Thursday, 1 February 2024
Hall E (The Baltimore Convention Center)
We applied a random forest (RF) algorithm to 2011-2020 aerosol optical depth (AOD) observations from the Geostationary Ocean Color Imager (GOCI) instrument over East Asia to infer 24-h daily surface fine particulate matter (PM2.5) concentrations at continuous 2x2 km2 resolution over eastern China, South Korea, and Japan. Along with AOD, we train on meteorological data, land use indices, precursor emission inventories, and chemical transport model (CTM) output. Missing AOD data are imputed by a separate RF fit where representations of missingness are used as a training input. Similarly, we infer PM2.5 prior to 2015 in South Korea using an RF trained on surface monitor data for pollutants measured at that time including coarse particulate matter (PM10). We account for sampling bias across land use types and improve representation of rural areas by reweighting training data, and also follow a similar approach to account for rapid growth of surface networks in the study period. The predicted 24-h GOCI PM2.5 concentrations correlate highly with unseen pixels in crossvalidation (daily R2 = 0.82), improving further at annual resolution (annual R2 = 0.93). We find that emissions reductions in the region have led to considerable reduction in pollution exposure: in 2012, 49% of the population in the study domain was exposed to a PM2.5 annual average of 50 ug/m3 or higher, as compared to 29% in 2019. Annual PM2.5 has followed a statistically significant decline across the study domain from 2012 through 2020, ranging in South Korea between 2 and 5% annual declines relative to 2015 concentrations.

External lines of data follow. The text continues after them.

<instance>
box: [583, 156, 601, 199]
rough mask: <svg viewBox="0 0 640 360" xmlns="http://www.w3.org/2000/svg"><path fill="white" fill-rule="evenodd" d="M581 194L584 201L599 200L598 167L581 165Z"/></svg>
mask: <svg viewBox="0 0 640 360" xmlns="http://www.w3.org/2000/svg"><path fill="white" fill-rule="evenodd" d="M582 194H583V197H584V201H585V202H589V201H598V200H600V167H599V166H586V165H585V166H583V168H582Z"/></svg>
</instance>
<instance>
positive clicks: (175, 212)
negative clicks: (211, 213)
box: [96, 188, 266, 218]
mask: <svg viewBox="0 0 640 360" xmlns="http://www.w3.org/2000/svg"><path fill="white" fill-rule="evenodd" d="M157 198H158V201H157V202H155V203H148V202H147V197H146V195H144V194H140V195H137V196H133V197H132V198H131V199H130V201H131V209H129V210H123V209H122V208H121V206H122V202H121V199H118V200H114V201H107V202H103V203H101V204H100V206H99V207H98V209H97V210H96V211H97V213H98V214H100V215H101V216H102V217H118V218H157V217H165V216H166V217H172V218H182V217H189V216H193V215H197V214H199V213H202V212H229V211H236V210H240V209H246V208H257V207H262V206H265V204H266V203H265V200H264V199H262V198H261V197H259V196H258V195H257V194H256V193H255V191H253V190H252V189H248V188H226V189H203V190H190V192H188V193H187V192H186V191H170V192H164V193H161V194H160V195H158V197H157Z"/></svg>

However, improvements slowed considerably in the second half of the decade, with insignificant reductions in the Seoul Metropolitan Area, rural Japan, and much of East China. Preliminary results suggest that during the COVID-19 lockdowns in early 2020, PM2.5 decreased across much of the study domain but increased in rural Japan. We use surface monitoring stations of PM2.5 composition to offer physical interpretations of these trends and their relationship with declining emissions in the region.